The Silent Formulary of the Gradinariu Apothecary Room

Muted light settles over the Apothecary Room, where a small ledger remains open beside a pestle stained umber. The entries halt mid-line, as though the writer paused merely to fetch a tincture before vanishing into another task.
Foundations of Craft
The tools and tincture notes belonged to Nicolae Gradinariu, apothecary (b.
1868, Sibiu), educated by a provincial chemist but serving a modest clientele. His handwriting—precise, narrow—lists measurements for cough syrups and poultices. A folded scrap mentions his sister, Ioana Gradinariu, “for her headaches—prepare mild dose,” implying a steady care woven into his routine.
Making Sense of the Workroom
Glass vials are aligned by potency, labels brushed with Orthodox motifs.
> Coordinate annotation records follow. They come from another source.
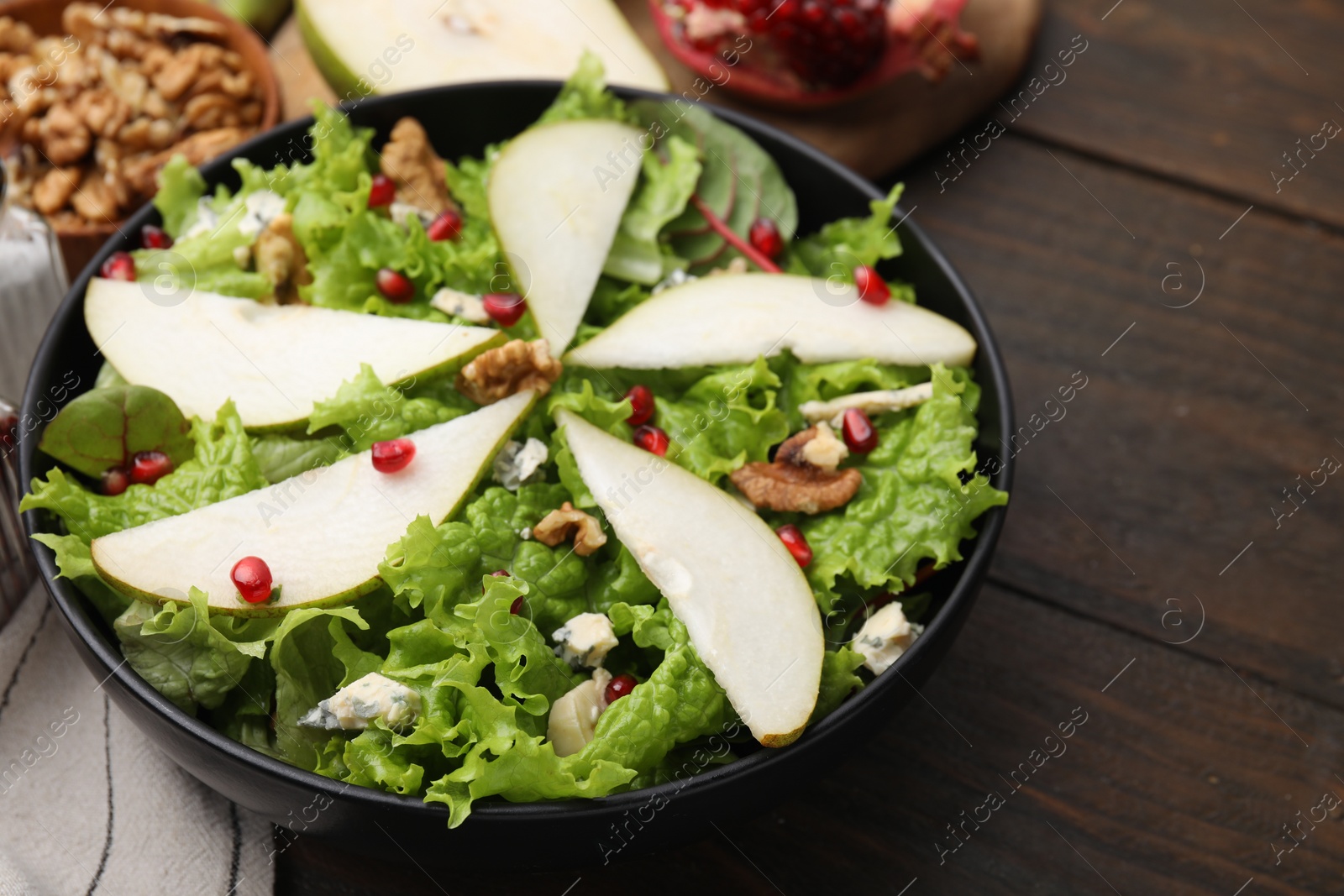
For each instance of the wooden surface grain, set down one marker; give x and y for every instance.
(1163, 567)
(873, 134)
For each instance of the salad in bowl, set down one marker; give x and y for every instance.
(519, 476)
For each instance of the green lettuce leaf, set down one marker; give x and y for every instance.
(222, 468)
(76, 563)
(370, 411)
(308, 671)
(664, 188)
(848, 242)
(281, 457)
(585, 96)
(913, 504)
(188, 656)
(837, 680)
(181, 187)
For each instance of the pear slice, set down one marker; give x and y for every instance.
(557, 196)
(743, 600)
(407, 45)
(323, 533)
(273, 360)
(732, 318)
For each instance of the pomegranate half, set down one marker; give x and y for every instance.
(812, 53)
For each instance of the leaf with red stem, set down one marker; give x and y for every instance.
(732, 238)
(739, 183)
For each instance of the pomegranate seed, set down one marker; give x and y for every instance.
(447, 226)
(396, 286)
(148, 468)
(858, 432)
(504, 309)
(252, 578)
(120, 266)
(114, 481)
(154, 237)
(651, 438)
(382, 191)
(766, 237)
(873, 289)
(390, 457)
(618, 687)
(796, 542)
(642, 405)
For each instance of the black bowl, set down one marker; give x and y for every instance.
(461, 120)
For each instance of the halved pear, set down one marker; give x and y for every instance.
(743, 600)
(323, 533)
(557, 195)
(405, 45)
(732, 318)
(273, 360)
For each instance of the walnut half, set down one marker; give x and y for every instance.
(558, 526)
(413, 165)
(793, 483)
(507, 369)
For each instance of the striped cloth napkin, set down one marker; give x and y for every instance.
(87, 804)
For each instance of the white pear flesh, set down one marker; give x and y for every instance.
(557, 212)
(732, 318)
(729, 578)
(273, 360)
(407, 45)
(323, 533)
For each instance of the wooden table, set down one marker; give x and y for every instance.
(1126, 226)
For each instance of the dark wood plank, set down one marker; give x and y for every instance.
(1205, 90)
(1176, 783)
(1168, 464)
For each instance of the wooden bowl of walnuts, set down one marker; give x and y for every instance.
(96, 100)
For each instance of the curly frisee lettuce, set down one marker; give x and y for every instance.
(501, 654)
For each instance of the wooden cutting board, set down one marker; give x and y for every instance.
(874, 134)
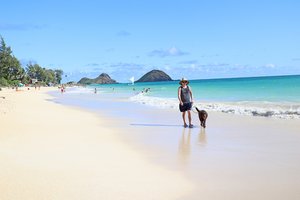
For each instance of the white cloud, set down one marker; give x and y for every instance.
(269, 66)
(173, 51)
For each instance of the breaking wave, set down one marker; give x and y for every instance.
(283, 110)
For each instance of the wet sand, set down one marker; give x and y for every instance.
(50, 151)
(235, 157)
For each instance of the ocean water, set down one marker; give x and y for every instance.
(274, 96)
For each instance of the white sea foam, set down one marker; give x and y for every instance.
(284, 110)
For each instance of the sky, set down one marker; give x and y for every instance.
(196, 39)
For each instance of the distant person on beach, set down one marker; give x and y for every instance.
(185, 97)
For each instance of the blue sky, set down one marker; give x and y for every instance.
(197, 39)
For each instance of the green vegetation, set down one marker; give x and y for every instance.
(12, 73)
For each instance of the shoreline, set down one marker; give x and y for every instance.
(257, 149)
(51, 151)
(235, 157)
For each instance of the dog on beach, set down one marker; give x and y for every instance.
(202, 117)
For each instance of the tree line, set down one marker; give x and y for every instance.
(12, 73)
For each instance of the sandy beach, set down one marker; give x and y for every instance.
(52, 151)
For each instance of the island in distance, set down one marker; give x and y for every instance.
(152, 76)
(101, 79)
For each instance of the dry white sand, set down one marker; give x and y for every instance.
(50, 151)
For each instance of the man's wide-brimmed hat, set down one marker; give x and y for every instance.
(184, 80)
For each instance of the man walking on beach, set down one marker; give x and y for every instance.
(185, 97)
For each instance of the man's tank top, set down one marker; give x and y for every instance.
(185, 95)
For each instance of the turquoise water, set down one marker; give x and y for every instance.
(274, 96)
(273, 89)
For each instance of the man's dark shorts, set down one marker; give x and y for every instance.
(185, 107)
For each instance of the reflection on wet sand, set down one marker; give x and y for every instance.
(184, 145)
(202, 137)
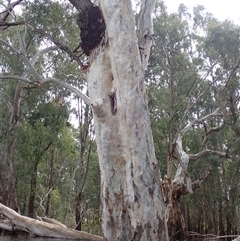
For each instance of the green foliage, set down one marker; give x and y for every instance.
(193, 70)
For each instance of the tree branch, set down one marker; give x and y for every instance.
(194, 157)
(42, 229)
(81, 5)
(145, 30)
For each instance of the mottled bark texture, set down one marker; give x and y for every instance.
(132, 198)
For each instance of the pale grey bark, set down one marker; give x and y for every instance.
(182, 176)
(132, 199)
(18, 222)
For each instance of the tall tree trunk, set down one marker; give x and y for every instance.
(132, 198)
(8, 194)
(33, 187)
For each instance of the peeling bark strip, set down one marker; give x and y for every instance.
(113, 101)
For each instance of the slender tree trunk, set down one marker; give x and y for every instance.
(33, 187)
(8, 194)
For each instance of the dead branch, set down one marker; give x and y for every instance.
(17, 222)
(194, 157)
(234, 116)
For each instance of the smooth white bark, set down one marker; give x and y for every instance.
(132, 199)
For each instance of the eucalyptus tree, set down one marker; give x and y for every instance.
(193, 70)
(132, 199)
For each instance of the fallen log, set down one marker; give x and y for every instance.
(17, 222)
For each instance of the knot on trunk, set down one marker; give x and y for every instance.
(92, 26)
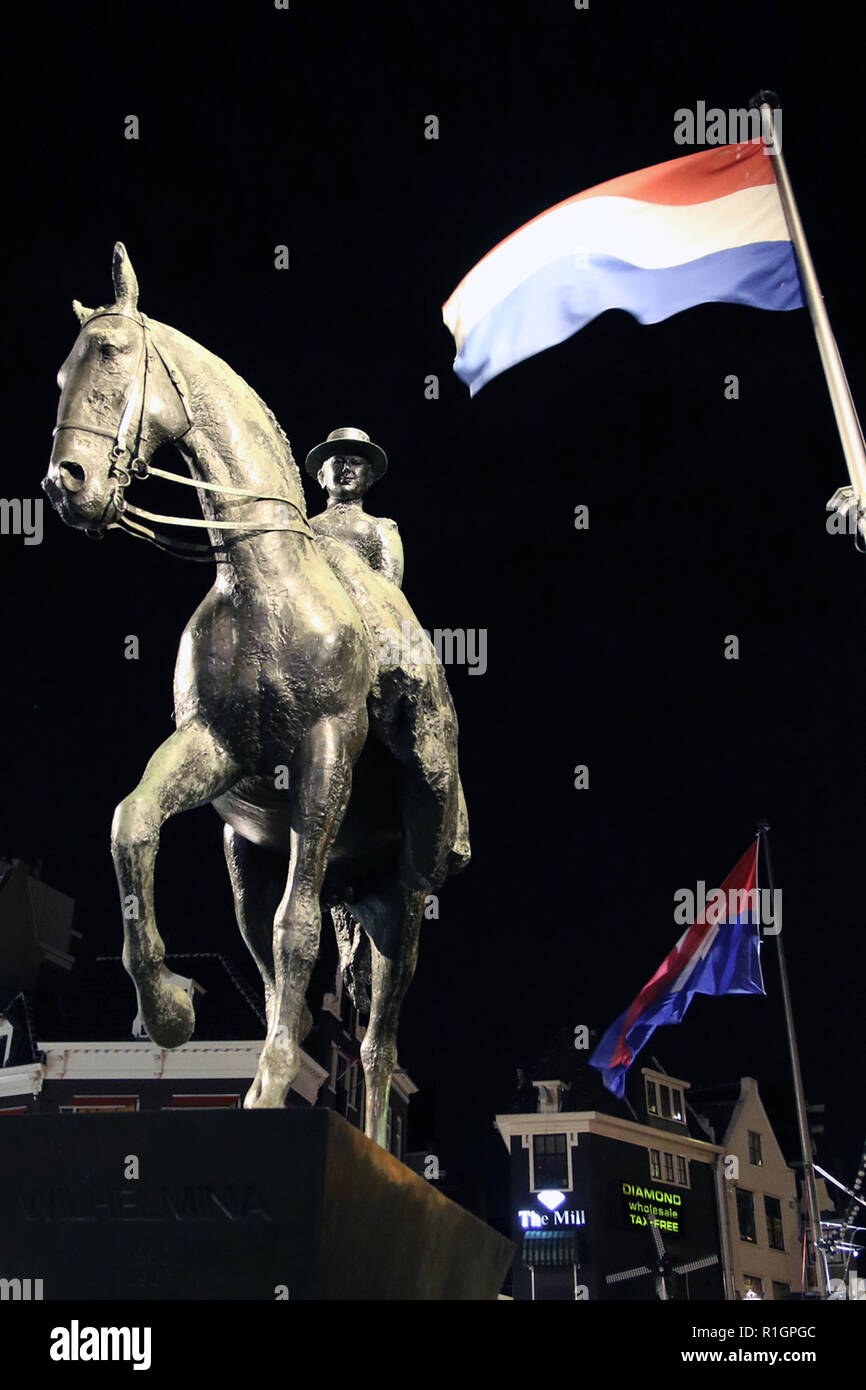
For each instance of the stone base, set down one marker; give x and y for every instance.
(238, 1205)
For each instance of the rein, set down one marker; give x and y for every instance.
(138, 467)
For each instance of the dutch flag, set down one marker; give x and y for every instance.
(692, 231)
(719, 954)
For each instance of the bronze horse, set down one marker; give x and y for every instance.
(331, 762)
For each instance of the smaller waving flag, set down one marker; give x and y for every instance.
(705, 228)
(719, 954)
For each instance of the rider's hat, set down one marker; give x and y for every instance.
(348, 442)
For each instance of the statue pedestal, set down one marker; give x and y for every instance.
(238, 1205)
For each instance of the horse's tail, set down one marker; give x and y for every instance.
(355, 961)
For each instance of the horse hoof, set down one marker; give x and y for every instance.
(168, 1015)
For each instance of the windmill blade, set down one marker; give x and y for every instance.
(628, 1273)
(695, 1264)
(659, 1243)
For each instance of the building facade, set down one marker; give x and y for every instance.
(613, 1200)
(759, 1200)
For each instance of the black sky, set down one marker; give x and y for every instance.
(262, 127)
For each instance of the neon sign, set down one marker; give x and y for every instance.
(654, 1207)
(538, 1221)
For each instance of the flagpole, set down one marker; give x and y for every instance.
(844, 409)
(802, 1125)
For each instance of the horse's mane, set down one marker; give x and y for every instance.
(281, 434)
(288, 456)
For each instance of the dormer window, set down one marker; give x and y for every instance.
(665, 1098)
(549, 1097)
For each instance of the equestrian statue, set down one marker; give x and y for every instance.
(328, 749)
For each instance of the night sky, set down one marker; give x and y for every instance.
(605, 647)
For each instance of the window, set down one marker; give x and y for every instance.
(772, 1207)
(205, 1102)
(398, 1136)
(345, 1084)
(745, 1215)
(99, 1104)
(549, 1161)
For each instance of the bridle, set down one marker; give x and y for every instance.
(138, 467)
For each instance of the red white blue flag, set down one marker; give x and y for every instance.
(691, 231)
(719, 954)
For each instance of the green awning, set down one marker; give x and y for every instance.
(549, 1248)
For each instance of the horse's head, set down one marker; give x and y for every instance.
(117, 403)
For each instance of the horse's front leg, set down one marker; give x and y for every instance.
(186, 770)
(320, 776)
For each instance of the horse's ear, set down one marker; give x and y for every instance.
(125, 284)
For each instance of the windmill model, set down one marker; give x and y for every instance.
(662, 1268)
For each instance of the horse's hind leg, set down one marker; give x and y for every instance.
(186, 770)
(259, 879)
(391, 977)
(320, 777)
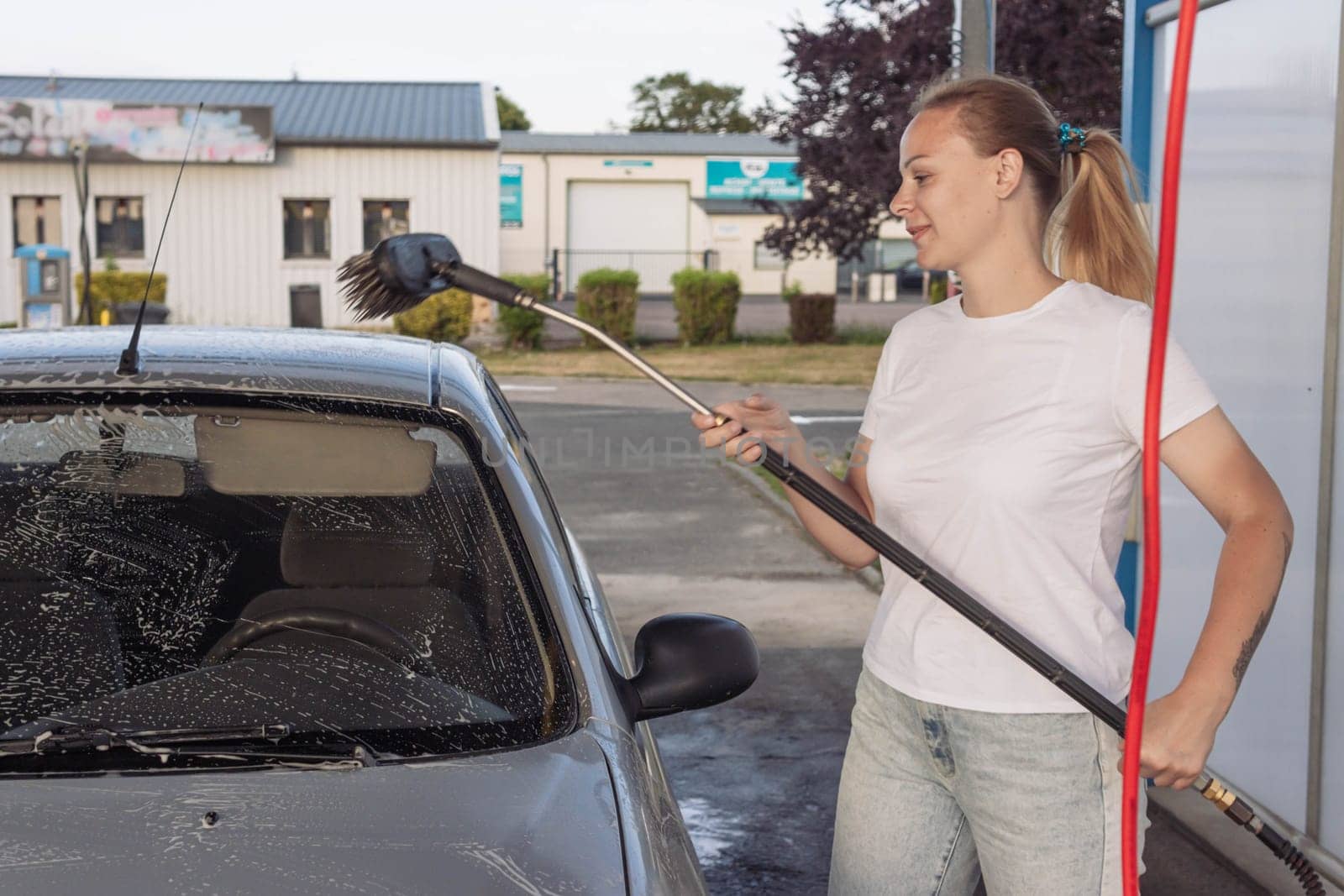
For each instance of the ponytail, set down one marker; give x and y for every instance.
(1093, 228)
(1095, 233)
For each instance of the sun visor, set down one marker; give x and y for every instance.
(260, 456)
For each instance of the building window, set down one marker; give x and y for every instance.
(766, 258)
(37, 219)
(308, 228)
(120, 226)
(385, 217)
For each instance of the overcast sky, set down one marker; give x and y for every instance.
(570, 65)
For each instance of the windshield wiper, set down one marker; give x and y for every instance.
(221, 743)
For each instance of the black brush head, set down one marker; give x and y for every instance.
(398, 275)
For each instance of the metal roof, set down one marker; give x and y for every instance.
(647, 144)
(259, 360)
(307, 112)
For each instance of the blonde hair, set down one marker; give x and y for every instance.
(1093, 228)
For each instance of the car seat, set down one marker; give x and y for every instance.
(58, 645)
(371, 560)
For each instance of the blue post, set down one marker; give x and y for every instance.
(1136, 96)
(1136, 134)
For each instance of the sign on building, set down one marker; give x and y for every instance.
(38, 129)
(511, 195)
(752, 179)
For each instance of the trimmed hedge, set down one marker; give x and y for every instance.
(521, 327)
(706, 305)
(606, 298)
(109, 288)
(443, 317)
(812, 317)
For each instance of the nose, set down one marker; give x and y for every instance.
(900, 203)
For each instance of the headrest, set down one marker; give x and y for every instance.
(354, 546)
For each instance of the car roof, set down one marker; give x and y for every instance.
(255, 360)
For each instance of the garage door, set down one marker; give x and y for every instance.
(629, 226)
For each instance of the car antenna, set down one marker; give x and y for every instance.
(129, 364)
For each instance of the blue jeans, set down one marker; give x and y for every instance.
(932, 797)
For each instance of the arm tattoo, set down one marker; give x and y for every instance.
(1243, 658)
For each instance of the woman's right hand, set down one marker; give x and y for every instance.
(763, 418)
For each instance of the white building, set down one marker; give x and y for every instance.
(656, 203)
(322, 170)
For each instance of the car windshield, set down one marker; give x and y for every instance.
(192, 567)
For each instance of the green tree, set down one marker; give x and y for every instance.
(675, 102)
(511, 114)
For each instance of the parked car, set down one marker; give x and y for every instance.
(911, 275)
(293, 611)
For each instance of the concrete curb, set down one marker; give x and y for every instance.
(869, 577)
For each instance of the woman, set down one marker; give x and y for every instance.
(1001, 443)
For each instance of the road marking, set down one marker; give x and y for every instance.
(804, 421)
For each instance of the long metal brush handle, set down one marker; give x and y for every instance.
(949, 593)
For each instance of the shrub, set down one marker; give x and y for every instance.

A copper still, patched at the seam, testifies to frugal upkeep. Rolled parchment formulas show months of revisions, each neatly cross-referenced—an orderly mind striving for consistency amid growing demands.

A Slow Complication
Behind a row of spice canisters, Nicolae’s formularies shift from neat ratios to erratic corrections. Several tincture batches are double-labeled, some with conflicting strengths. A torn note reads “complaint unresolved,” folded around a vial stopper. In his personal booklet, lines vibrate under pressure: “measure again—don’t trust last result.”

In the final drawer of the Apothecary Room, Nicolae’s last formula sits unfinished, ratios struck through until only fragments remain. No explanation marks his absence, nor Ioana’s unanswered errands.
The rooms exhale a deep stillness now, the house resigned to abandonment, its measures forever unverified.